Hacı İshak Mahallesi Muhtarı İbrahim Ekinci, mahalleye bariyerler konulduğunu, polislerin mahallenin giriş çıkışlarını kapattıklarını söyledi. Alınan tedbirlere uymak zorunda olduklarını kaydederken mahalleye hizmet götürmek için şartları zorladıklarını aktardı: “Aşevinde sıcak yemek dağıtmayı düşünüyorduk, karantina başlayınca yapamadık ama Sarı Ahmet Paşa Aşevi, mahallelinin 10 günlük ihtiyacını karşılayacak şekilde 480 koli gıda desteği verdi. Kaymakamlık, Sosyal Yardımlaşma Vakfı üzerinden 300 lira nakit desteği verdi. Belediye de her haneye beş kilo un dağıttı. Karantina öncesinde mahalle düzenli dezenfekte ediliyordu, karantina sonrasında günaşırı dezenfekte yapılıyor.” (Mahalle sakinleri de bu durumu doğruluyor.)

Gazetecileri eleştirmeden geçemeyen Ekinci, “Haberciler, ‘mahalle karantinada’ diye yazdı ama nasıl yazdı? ‘148, 201, 251’in çevrelediği 252. Sokak karantinaya alındı.’ Doğrudan 252. Sokak yazmak yerine abarta abarta yazdılar!

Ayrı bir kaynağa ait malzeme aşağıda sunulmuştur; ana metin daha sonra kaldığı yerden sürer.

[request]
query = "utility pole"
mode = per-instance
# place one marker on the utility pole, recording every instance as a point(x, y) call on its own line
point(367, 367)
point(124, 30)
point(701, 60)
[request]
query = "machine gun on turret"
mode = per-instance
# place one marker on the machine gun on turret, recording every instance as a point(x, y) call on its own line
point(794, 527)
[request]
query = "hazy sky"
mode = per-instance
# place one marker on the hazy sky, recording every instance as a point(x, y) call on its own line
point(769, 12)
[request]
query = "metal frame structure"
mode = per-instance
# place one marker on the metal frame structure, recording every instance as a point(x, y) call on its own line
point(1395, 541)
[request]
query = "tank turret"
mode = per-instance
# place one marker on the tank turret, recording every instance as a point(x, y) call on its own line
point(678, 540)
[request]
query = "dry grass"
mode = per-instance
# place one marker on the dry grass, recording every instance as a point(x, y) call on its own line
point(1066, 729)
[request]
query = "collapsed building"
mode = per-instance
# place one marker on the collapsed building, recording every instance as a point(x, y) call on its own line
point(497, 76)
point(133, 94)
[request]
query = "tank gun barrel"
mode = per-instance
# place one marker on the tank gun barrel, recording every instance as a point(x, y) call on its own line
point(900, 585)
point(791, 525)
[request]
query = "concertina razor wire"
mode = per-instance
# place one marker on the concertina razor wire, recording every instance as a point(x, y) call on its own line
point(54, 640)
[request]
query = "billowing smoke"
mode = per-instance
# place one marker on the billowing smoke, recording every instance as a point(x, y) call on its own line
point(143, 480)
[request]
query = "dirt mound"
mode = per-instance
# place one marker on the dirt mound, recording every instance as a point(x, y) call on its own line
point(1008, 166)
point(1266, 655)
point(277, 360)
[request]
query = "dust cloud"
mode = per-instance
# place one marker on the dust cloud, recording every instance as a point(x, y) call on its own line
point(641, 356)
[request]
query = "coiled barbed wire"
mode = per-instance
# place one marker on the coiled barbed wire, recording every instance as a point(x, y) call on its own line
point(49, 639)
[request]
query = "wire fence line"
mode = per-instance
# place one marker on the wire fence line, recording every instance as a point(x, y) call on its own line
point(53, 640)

Millet ilk satırı okuyup devamını okumuyor. Medya, mahalleleri damgalayan bu dili bıraksın.”

(Nitekim diğer mahalle sakinlerinden bazıları da “Çingeneler zaten virüslüdür yazma sakın” diyerek uyardı.)

Geçici Yardımlar Değil, Kalıcı Çözümler

Akhisar Roman Federasyonu’ndan Erdoğan Şener, bir partinin ilçe yönetiminde görev almış birisinin “Mahalle karantina altına alındı. 14 gün devlet buraya yardım edecek. Buradakiler bedava erzak almak için virüs kapma yarışına girer.” şeklinde bir yazı yazdığını söyledi. Bu ve benzer zihniyetle yıllardır mücadele ettiklerini anlatan Şener, pandemi dışında mücadele etmeleri gereken böylesi başka unsurlar olduğunu kaydetti. 

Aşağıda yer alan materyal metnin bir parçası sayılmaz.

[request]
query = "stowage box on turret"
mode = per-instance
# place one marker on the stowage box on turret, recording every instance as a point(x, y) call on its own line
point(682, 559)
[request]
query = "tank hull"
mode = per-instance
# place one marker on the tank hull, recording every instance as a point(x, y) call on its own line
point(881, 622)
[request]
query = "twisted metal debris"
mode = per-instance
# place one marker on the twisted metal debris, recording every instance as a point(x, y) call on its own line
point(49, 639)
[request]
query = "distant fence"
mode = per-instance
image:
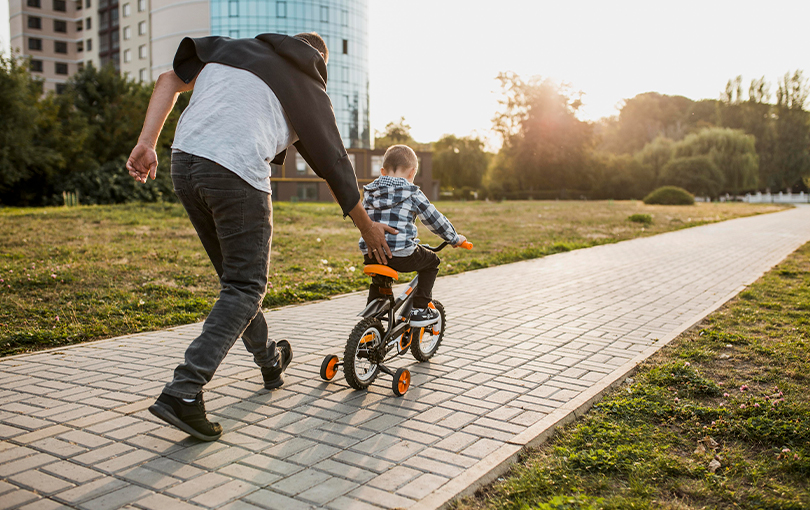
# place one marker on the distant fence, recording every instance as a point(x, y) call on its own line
point(763, 198)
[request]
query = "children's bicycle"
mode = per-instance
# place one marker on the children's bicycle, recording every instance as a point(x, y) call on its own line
point(385, 333)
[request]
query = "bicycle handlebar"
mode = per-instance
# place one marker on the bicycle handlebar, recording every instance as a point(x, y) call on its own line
point(466, 245)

Siyasette aktif rol alan Şener, şu eleştirilerde bulundu: “Pandemi döneminde bir kez daha gördük ki hükümetin yoksulluk üzerine politikalar geliştirmesi, sorunu kökten çözmesi gerek. Geçici yardımlarla kalıcı çözüm üretmek imkansız. Genel olarak bir bakarsanız, kurumların önünde saatlerce bekleyen, boyun bükmeye mahkum edilen yoksullar görürsünüz. Üç kuruşluk yardımla, bu yardımları şova çevirerek yoksulluk bitmez. Bir seferlik yardım yapılıyor, sonra toplum kaderine terk ediliyor. Toplumu üretken bir hale getirip meslek sahibi edeceksiniz. Romanlar çalışkan; önyargı ve güvensizlikten kaynaklı haksızlığa uğruyorlar. Ekonomiye katkı sağlayacakları zemini oluşturmak zorundayız. Roman gençler, sosyal güvencesi olan iş isterken haklılar. Bazı alanlarda pozitif ayrımcılık yapmak gerektiği de insanların temel haklara erişmesi yolundaki engellerin aşılması gerektiği de ortada.”